I have been praying for the last three years that God would deliver me from that particular place. Granted, there were aspects I enjoyed -- mainly the amazing people I worked with in the communities I covered, and the girls I developed lasting relationships with in our little cubicle area.
But for the most part, I was quite miserable. I dreaded each new week and I didn't like the employee I had become. There, I felt lazy, prideful ... even rebellious because I had grown so tired of the pettiness, the lack of professionalism, the backstabbing.



I felt very out of place there last week, and Sunday night, realizing that I only had two stories to turn in for deadline, I had this overwhelming dread come over me. I prayed that God would either renew my mind or deliver me. And at 4 o'clock, he did the latter. Finally. It wasn't the way I envisioned leaving -- I always thought I'd be walking out door by my choosing.
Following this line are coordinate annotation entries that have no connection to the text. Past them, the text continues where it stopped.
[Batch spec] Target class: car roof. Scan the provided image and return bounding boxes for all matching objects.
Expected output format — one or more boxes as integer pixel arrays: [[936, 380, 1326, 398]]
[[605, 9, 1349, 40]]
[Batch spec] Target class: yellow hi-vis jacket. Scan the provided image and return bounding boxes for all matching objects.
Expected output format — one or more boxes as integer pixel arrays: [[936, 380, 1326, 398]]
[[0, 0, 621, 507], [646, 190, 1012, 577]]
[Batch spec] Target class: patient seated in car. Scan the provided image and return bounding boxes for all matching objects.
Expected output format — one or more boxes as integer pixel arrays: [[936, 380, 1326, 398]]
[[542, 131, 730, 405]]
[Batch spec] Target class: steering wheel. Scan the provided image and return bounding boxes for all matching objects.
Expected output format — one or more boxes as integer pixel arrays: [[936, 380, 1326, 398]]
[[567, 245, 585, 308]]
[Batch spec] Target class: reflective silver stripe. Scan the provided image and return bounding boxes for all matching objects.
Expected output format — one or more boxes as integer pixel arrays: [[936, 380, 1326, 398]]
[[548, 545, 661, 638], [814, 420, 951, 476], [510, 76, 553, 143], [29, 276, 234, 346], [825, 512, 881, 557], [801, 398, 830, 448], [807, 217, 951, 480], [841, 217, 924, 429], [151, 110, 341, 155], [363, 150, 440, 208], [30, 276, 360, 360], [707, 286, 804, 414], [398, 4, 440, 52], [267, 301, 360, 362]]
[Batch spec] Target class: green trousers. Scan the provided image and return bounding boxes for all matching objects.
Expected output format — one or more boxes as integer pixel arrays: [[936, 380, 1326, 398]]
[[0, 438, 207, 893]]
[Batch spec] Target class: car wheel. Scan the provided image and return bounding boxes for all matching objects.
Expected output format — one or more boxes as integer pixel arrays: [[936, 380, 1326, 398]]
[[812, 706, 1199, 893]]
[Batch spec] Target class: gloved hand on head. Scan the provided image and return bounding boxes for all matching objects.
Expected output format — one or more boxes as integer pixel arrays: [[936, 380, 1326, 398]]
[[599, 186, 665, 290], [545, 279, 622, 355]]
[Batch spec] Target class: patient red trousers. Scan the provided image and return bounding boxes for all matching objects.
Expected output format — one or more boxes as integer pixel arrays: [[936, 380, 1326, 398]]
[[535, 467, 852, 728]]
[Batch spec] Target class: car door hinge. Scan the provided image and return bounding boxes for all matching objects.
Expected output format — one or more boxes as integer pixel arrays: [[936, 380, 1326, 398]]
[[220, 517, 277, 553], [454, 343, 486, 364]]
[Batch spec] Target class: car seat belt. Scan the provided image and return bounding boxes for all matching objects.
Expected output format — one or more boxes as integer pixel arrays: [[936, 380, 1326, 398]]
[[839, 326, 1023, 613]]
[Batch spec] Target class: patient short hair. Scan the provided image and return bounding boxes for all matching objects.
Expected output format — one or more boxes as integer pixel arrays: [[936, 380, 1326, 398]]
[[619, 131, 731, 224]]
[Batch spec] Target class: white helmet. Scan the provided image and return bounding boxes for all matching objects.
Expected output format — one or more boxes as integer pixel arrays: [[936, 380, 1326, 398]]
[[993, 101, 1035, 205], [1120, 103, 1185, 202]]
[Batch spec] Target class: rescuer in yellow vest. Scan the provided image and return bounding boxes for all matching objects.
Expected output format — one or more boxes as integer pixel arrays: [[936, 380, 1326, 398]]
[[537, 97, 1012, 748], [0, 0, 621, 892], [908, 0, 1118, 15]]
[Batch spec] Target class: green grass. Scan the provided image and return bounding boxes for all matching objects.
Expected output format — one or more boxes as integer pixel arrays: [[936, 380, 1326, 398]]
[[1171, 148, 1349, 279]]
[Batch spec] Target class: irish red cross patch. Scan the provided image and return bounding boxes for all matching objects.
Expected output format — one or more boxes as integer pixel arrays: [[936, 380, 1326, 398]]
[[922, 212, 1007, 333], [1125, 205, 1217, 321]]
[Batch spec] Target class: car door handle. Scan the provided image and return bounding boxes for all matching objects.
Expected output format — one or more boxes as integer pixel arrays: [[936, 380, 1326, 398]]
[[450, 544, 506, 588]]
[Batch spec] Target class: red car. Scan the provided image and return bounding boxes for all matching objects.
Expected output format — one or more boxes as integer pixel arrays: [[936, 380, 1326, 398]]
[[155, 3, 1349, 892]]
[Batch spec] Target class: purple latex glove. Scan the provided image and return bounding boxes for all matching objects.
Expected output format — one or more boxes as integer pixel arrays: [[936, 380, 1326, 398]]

I know deep down that this is a huge blessing and I know that God is going to take care of us. I am trying to realize the excitement of what he has in store for me just around corner. To even fathom that He has a bigger plan for me is amazing. I know it is going to be even better that what I've ever experienced.

When I woke up this morning, my husband had left my Bible open on the bathroom sink to Jeremiah 29:11, and a note of how excited he is for me. He's probably relieved that I don't have to spend evenings at dull council meetings, stressing out over low story counts or doubting my abilities.
I visited the umemployement office this afternoon -- I could barely find a parkng space -- and I now understand the worry that can grip those who have lost their jobs, especially those who don't have a spouse's income to fall back on.



Before I began searching for jobs, I wrote an email to my closest contacts over the years, about 25. I let them know what happened, how much I have enjoyed working with them, that I don't know how their areas of the community will be covered, and of course, asked if they could keep their eyes and ears open. I have gotten immediate responses in the past hour, and they have let me know that I was valued, I was appreciated and I will be missed. I'm overwhelmed by their kindness.



I have also recieved notes from friends offering up ideas and prayers. It means a lot.
I know that this is an important time in my life. I know God is going to be really changing me, growing me and giving me some time to renew my mind and my heart and evaluate what path I will embark on next.

Keep me in your prayers!

1 comment:

Anonymous said...

I'm sorry to hear about your job. But you are right, you will get to start on a completely different path. Sometimes it's scarey, but everything will work out. It always does.